Uno de los mayores placeres de vivir unos días en el desierto es sin duda alguna dormir al raso.

En los campamentos bereber la vida se mueve con el sol, y las alfombras se van moviendo de un lado a otro en el exterior de las haimas dependiendo de dónde se puede estar más fresco. Mi momento preferido del día era la caída del sol. Tras ver el sol esconderse por las dunas la vida real comenzaba en el campamento. Los fogones se encendían para preparar Tallin, se iban esparciendo cojines por el suelo, algunos visitantes empezaban a llegar y los tambores comenzaban a sonar sin descanso.

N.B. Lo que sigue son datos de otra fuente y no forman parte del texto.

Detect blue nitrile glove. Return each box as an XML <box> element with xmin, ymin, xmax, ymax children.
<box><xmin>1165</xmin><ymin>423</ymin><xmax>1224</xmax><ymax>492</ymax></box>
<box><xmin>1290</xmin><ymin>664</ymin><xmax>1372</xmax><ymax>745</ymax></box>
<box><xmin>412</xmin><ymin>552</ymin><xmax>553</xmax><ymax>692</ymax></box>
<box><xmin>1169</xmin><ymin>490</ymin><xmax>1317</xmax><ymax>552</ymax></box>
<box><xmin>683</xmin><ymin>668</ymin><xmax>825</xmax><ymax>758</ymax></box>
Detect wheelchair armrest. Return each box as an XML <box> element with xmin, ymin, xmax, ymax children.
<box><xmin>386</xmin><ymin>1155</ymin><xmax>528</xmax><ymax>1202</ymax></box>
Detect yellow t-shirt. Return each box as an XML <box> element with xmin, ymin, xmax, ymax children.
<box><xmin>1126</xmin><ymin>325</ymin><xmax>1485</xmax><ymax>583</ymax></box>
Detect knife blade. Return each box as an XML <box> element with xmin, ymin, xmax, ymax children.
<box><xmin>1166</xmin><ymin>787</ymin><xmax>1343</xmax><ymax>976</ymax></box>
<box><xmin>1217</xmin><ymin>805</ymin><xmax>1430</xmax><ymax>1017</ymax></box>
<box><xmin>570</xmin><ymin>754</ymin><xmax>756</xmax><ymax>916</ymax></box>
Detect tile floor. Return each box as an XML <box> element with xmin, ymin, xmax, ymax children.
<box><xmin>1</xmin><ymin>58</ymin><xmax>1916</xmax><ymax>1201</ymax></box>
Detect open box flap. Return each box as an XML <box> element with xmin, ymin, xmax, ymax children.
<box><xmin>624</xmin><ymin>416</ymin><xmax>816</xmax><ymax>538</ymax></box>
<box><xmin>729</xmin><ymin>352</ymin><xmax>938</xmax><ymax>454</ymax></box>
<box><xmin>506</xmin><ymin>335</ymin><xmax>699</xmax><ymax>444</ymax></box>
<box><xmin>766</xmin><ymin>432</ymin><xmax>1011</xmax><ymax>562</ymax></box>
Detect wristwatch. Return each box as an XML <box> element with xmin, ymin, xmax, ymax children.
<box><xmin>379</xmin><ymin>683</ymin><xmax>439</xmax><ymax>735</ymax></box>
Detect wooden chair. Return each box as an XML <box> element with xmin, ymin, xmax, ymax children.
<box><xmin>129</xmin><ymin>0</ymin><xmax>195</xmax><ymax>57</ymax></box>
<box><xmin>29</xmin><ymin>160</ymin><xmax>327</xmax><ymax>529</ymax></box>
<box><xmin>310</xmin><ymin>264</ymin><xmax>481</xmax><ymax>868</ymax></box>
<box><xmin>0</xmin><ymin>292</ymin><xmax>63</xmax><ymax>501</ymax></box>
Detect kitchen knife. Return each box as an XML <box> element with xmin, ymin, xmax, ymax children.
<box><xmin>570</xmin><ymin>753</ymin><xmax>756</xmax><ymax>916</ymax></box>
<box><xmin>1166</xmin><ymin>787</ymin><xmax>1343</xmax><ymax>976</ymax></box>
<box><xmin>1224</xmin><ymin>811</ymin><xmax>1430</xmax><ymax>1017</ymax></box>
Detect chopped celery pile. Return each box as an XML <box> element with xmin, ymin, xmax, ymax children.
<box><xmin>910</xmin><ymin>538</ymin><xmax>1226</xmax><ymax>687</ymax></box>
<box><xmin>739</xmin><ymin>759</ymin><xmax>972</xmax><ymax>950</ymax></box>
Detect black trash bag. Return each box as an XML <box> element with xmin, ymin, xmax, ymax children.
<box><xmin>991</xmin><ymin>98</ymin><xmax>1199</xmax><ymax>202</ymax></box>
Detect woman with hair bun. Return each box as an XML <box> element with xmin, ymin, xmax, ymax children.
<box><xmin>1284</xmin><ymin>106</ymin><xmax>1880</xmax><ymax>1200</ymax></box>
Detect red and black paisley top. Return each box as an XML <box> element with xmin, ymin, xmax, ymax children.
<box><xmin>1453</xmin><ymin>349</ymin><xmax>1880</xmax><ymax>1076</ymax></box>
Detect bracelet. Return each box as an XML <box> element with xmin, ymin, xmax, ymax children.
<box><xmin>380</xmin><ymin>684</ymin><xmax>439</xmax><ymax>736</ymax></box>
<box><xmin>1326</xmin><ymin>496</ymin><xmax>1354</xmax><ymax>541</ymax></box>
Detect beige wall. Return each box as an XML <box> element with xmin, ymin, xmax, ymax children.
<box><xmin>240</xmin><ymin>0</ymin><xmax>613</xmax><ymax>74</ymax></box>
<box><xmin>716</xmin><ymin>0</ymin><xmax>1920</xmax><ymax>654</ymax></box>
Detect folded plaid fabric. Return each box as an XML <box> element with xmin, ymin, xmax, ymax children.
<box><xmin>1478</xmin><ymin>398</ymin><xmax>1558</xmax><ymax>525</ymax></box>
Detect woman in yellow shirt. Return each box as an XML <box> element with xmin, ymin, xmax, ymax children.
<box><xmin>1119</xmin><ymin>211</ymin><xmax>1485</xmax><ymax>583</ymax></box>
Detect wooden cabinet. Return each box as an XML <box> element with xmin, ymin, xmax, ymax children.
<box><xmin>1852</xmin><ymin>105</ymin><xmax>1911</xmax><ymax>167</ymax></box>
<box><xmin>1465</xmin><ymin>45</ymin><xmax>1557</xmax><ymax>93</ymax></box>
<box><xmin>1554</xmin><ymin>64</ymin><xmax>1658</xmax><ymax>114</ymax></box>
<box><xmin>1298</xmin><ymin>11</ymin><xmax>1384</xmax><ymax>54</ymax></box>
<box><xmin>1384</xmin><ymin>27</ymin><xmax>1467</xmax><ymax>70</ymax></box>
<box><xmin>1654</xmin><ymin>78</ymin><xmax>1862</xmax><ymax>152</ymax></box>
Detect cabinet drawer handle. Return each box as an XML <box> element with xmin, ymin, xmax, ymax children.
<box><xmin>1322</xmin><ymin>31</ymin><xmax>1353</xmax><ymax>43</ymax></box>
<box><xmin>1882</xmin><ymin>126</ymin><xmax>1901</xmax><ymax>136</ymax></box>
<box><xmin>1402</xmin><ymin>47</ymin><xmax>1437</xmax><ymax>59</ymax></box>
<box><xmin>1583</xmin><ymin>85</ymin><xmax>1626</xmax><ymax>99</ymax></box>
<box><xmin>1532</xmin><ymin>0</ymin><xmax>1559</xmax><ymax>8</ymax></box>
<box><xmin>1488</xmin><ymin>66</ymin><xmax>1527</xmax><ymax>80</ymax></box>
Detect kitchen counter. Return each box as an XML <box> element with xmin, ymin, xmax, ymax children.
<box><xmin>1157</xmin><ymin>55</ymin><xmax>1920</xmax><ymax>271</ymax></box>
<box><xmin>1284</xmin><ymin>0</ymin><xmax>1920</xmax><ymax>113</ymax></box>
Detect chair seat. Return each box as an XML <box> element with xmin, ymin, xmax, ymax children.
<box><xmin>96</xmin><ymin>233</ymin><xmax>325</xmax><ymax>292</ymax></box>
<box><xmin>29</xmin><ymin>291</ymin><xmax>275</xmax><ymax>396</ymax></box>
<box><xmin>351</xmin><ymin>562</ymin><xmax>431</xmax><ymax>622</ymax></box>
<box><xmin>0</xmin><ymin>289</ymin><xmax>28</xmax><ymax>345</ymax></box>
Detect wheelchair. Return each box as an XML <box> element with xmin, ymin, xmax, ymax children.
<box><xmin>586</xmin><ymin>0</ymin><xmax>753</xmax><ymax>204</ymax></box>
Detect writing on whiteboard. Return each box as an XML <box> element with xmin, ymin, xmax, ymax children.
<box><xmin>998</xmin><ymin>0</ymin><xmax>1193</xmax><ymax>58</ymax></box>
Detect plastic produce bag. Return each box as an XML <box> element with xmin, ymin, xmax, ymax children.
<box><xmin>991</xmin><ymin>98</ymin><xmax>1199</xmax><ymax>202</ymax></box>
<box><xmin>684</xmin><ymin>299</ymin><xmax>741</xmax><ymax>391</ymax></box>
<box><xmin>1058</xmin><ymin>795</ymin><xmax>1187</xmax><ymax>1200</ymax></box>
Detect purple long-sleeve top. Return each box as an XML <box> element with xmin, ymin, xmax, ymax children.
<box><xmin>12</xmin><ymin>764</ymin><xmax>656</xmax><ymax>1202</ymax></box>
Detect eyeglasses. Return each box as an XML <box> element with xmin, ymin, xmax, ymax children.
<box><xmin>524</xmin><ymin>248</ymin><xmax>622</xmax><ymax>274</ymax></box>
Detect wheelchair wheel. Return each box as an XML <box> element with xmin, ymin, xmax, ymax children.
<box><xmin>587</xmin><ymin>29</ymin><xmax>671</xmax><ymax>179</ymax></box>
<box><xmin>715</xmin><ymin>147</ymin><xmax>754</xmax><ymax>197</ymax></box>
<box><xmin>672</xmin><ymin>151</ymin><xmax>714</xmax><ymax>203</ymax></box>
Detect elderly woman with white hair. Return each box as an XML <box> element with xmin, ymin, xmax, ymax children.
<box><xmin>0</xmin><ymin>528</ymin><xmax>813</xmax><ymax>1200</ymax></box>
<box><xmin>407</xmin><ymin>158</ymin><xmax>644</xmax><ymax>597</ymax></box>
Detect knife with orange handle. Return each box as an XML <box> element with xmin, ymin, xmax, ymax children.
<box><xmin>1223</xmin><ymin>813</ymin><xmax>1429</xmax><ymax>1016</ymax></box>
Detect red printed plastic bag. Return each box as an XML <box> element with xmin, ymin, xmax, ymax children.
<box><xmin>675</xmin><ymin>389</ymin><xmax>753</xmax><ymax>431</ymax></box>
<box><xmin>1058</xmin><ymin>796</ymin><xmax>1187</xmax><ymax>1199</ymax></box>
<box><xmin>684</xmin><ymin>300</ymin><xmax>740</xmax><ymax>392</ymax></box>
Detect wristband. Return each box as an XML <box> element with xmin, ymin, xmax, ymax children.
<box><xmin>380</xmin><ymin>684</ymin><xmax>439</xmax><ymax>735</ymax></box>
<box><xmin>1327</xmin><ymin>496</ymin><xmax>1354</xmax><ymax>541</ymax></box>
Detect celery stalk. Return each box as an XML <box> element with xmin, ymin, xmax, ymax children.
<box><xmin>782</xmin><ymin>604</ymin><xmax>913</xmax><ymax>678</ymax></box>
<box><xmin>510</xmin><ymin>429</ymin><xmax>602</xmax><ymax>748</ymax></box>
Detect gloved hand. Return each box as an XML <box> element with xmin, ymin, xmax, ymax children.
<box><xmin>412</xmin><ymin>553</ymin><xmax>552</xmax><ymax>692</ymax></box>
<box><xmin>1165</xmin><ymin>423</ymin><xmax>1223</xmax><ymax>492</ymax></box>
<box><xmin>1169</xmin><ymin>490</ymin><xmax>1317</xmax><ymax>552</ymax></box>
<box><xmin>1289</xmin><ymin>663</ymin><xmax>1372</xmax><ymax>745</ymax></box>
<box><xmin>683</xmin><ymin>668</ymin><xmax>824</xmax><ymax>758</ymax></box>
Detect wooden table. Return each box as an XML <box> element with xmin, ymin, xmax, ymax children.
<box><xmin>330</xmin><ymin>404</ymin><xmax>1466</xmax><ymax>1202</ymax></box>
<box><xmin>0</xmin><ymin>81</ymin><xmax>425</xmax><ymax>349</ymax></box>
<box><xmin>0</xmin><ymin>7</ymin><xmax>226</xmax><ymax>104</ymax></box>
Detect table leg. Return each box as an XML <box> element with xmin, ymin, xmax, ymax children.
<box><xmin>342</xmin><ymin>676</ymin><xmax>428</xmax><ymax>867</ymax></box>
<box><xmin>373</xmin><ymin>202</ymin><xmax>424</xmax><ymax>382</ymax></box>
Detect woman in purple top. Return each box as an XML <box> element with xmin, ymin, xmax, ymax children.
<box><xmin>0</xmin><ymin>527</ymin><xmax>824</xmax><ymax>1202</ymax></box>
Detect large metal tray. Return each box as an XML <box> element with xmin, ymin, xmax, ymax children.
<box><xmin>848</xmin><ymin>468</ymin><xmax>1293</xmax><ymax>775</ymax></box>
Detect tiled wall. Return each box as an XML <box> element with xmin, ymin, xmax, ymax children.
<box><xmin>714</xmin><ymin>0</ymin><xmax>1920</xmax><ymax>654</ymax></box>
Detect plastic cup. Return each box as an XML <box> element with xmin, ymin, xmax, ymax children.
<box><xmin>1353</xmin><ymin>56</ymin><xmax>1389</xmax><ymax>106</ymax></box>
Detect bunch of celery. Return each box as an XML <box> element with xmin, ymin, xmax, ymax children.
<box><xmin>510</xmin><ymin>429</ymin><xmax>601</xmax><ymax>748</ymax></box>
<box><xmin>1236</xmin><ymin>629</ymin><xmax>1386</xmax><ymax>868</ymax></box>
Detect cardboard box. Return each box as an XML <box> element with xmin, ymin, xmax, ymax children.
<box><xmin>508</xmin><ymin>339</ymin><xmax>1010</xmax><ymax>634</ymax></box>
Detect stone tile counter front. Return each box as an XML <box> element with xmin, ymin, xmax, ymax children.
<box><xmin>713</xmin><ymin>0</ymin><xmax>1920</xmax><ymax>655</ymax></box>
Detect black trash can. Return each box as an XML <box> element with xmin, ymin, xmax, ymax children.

Para irnos a dormir extendíamos una alfombra en el trozo de suelo que más nos gustase, al igual que todos los presentes, y ya teníamos lista nuestra habitación con vistas al cielo. Un cielo sin estrellas, eclipsadas por la luna.
Y bajo el que se corría el riesgo de ser sorprendido por una tormenta de arena en mitad del plácido sueño, tal y como nos pasó la primera noche. Nunca he vuelto a dormir tan bien como bajo aquel cielo. Que gusto despertar sin techo y pudiendo tocar tierra con solo estirar el pie. Mira que se necesita poco para ser feliz.